No Line on the Horizon is the twelfth studio album by Irish rock band U2, released on 27 February 2009. The album is U2's first since 2004's How to Dismantle an Atomic Bomb, the longest gap between studio albums in the band's career. The material was originally intended to be released as two EPs, titled Daylight and Darkness, but the band later decided to combine them into one album.

U2 began work on a new studio album in 2006 with Rick Rubin but later decided to shelve most of the material from those sessions. The band collaborated with producers Brian Eno and Daniel Lanois from June 2007–December 2008 for the album, allowing them to be involved in the songwriting process. Writing and recording for the album took place in four different cities. The album was planned for release in November 2008, but the band had written approximately 50–60 songs and wished to continue writing.

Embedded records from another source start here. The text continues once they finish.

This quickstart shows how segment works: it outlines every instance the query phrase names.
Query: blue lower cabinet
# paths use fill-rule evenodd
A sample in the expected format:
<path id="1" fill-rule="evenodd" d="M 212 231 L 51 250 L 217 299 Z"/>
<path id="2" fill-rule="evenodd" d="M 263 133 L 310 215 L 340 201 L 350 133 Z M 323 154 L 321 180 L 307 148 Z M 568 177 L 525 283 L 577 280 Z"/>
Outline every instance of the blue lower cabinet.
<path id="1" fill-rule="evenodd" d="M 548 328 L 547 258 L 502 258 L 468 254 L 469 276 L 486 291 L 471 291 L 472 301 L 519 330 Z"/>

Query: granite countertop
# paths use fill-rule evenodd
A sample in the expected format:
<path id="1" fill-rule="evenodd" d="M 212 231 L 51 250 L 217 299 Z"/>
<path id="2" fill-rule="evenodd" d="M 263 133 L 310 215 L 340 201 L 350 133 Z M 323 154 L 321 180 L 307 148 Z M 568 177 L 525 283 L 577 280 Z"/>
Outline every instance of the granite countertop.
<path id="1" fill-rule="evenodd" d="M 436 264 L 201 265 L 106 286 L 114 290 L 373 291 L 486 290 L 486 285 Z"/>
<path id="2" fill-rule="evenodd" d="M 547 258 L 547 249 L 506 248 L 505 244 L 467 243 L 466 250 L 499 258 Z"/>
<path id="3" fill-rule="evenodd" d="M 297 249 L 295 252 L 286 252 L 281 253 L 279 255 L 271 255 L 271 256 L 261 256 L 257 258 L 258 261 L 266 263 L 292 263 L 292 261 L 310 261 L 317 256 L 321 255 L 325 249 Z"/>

Prior to release, the band indicated that their collaborations with Eno and Lanois, as well as the brief time they spent in Fez, Morocco, resulted in a record more experimental than their previous two albums. Upon release, No Line on the Horizon received generally favourable reviews from critics, although many noted the album was not as experimental as previously suggested. The band has indicated plans to release a follow-up record entitled Songs of Ascent sometime in 2009 or 2010. U2 will be supporting No Line on the Horizon with the U2 360° Tour.